Mon mari a disparu le jour où notre mère porteuse a donné naissance à nos jumelles. Dix-huit ans plus tard, un inconnu s’est présenté devant ma porte et m’a demandé : « ALORS… VOUS N’AVEZ VRAIMENT AUCUNE IDÉE DE CE QU’IL A SACRIFIÉ POUR VOUS ? »


Il existe des journées qui changent une vie à jamais. Celle où nos filles sont venues au monde devait être la plus belle de notre existence. Elle est finalement devenue le début du plus grand mystère de ma vie.


Pendant près de dix ans, mon mari, Alexandre, et moi avons tout essayé pour avoir un enfant. Les traitements de fertilité, les examens interminables, les espoirs déçus et les échecs répétés ont fini par briser une partie de moi. Chaque résultat négatif me donnait l’impression de perdre un peu plus confiance en l’avenir.

Avec le temps, j’avais cessé de préparer une chambre d’enfant ou même d’imaginer notre famille.
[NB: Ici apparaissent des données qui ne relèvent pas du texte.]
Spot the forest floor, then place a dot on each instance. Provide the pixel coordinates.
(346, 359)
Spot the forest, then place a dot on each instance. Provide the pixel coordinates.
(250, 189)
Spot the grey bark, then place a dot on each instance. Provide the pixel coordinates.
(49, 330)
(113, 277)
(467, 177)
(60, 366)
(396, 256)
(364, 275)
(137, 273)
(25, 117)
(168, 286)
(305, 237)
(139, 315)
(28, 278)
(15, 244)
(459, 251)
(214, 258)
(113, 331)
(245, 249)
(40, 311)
Je me protégeais simplement contre une nouvelle déception.

Un soir, Alexandre s’est assis à côté de moi dans le salon.

« Et si notre chemin vers la parentalité était simplement différent de celui que nous avions imaginé ? » m’a-t-il demandé avec douceur.

Il me parla alors de la gestation pour autrui.
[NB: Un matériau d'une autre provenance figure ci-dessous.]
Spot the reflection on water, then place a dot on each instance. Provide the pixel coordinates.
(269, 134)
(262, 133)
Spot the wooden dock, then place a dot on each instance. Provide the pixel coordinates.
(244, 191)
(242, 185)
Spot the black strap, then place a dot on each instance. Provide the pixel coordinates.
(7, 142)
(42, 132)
Au début, je refusai catégoriquement. J’avais l’impression que quelqu’un d’autre vivrait le miracle qui aurait dû être le mien.

Mais Alexandre ne m’a jamais forcée.

Il répétait seulement qu’une mère était définie par l’amour qu’elle donnait à son enfant, et non par la manière dont celui-ci venait au monde.

Après plusieurs mois de réflexion, nous avons rencontré Claire, une femme généreuse, mère de deux garçons, qui souhaitait aider un couple à réaliser son rêve.

Très vite, elle est devenue bien plus que notre mère porteuse.

Elle est devenue une véritable amie.

Nous assistions ensemble aux consultations médicales. Alexandre ne manquait jamais une échographie. Nous passions des soirées entières à choisir des prénoms, à imaginer leur avenir et à préparer leur chambre.

Puis, lors d’une visite de routine, le médecin nous annonça une incroyable nouvelle.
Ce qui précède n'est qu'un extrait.